The mounting numbers of foreign fighters flocking to Syria to join forces with militants has raised concerns on both sides of the Atlantic that jihadists with Western passports could slip through borders without being detected.

US counter-terrorism officials said a key tool to track militants and disrupt plots was sharing information on airline passengers, known as passenger name records (PNR).

Francis Taylor, undersecretary for intelligence and analysis at the Department of Homeland Security, said Washington was "encouraged" by discussions in the European Parliament to permit the pooling of passenger data throughout the European Union.

There was a "hope that the European Parliament will move forward to pass a European-wide PNR requirement that allows for that data to be collected across Europe and shared across the EU," Taylor told the House Committee on Homeland Security.

"We think that will be a big step."

He added that "if that doesn't work, then we can work bilaterally with individual countries to share data."

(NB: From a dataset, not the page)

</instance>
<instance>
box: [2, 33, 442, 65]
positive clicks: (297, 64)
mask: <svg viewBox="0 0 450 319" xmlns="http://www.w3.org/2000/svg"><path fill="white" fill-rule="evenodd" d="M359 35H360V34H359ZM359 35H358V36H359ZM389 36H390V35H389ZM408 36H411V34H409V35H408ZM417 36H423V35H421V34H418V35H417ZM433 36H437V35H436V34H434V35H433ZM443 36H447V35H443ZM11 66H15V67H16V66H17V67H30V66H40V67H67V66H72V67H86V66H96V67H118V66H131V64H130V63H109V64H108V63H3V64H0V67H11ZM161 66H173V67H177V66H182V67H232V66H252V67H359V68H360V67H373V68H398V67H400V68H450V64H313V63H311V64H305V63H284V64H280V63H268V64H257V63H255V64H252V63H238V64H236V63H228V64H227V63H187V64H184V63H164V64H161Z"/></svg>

In the wake of extremist attacks in Paris that left 17 dead, European, US and Canadian interior ministers said there was a "crucial and urgent need" to establish an EU-wide database of passenger information for travel inside Europe -- and for flights leaving or entering the 28-nation bloc.

At the House hearing, the head of the National Counter-terrorism Center, Nicholas Rasmussen, said there has been "a fairly dramatic improvement" in sharing intelligence on potential suspects among US and European spy services.

"I would argue that a couple of years ago we were in the position of explaining, 'Gee, this is a terrible threat, we need to work together on it.'

"We're well past that now."

While European intelligence services were often eager to pass along information on known jihadists, the question of sharing large amounts of more general data remained problematic, according to Rasmussen.

He said "there's a kind of bulk data-sharing discussion that is sometimes more difficult for our European partners."

The European Parliament is due to take up a bill this week that would require airlines to provide EU governments air travel data on passengers. The proposal was blocked in 2011 amid concerns over privacy rights.

After the deadly attack on the satirical magazine Charlie Hebdo in January in Paris, French Prime Minister Manuel Valls said the country would begin collecting airline passenger data by September.